Die Umsetzungsberatung

Rezensionen

Eine Überlebensstrategie im gnadenlosen Wettbewerb

Stern, Carl (2005):

Leadership in a Time of Creative Destruction

Opportunities for Action in Consumer Goods Markets

BCG Perspectives; 9 S. (ohne Nummerierung) (www.bcg.com)


Nutzen / Lesbarkeit: 8 / 9

Rezensent: Winfried Berner, 27.03.2005

Carl Stern, der frühere Präsident und CEO der Boston Consulting Group, beschreibt, weshalb die Wettbewerbsbedingungen immer schwieriger werden, und schlägt zugleich eine neue Brücke zwischen der Unternehmensstrategie und dem Change Management.

Vor 63 Jahren prägte der Ökonom Joseph Schumpeter den Begriff "Kreative Zerstörung", den Carl Stern in diesem Artikel aufgreift: "Considering the value that has been created and destroyed in the economy over the past decade, he [Schumpeter] would have felt right at home today. Not only are the forces of creative destruction alive and well, they have multiplied and intensified. Our business environment is increasingly unforgiving." So sind aus der Forbes Liste der Top-100-US-Unternehmen innerhalb der letzten 25 Jahre 68% der 1978 aufgeführten Unternehmen ausgeschieden: 3 durch Bankrott, 35 durch Übernahmen und 30, weil sie von anderen überholt wurden. Wiewohl uns der Begriff Wettbewerbsvorteile geläufig über die Lippen geht, sind sie "harder to establish than it used to be and even harder to maintain."

Der jetzige Cochairman des Boards der Boston Consulting Group nennt drei Hauptgründe, weshalb Unternehmen die Anpassung an eine sich schnell wandelnde Umwelt nicht gelingt. Erstens übersieht eine erstaunlich große Zahl von Firmen bestehende Bedrohungen.
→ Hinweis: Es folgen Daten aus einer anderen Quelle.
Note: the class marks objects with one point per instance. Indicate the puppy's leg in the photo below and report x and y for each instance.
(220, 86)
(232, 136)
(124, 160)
Zweitens überfordern neue Entwicklungen zum Teil die Anpassungsfähigkeit von Unternehmen. (Was an Michael Löhners Diktum erinnert, dass ein Unternehmen genau dann überlebensfähig ist, wenn seine Lerngeschwindigkeit größer ist als die Veränderungsgeschwindigkeit der Umgebung.) Drittens gibt es Firmen, die theoretisch die Fähigkeit zur schnellen Anpassung besäßen, davon aber aus einer Mischung von Ignoranz und Verweigerung keinen ausreichenden Gebrauch machen.

Zum Glück, schreibt Stern, sind solche fundamentalen Herausforderungen selten: "Most of us will face only one or two in our terms as leaders." Allerdings steht bei solchen Umbrüchen die gesamte Zukunft des Unternehmens auf dem Spiel. Das erste große Problem ist daher, die kritischen Signale nicht zu übersehen – sie gehen leicht im Rauschpegel der zahlreichen weniger kritischen Signale unter, die ständig auf die Verantwortlichen einprasseln.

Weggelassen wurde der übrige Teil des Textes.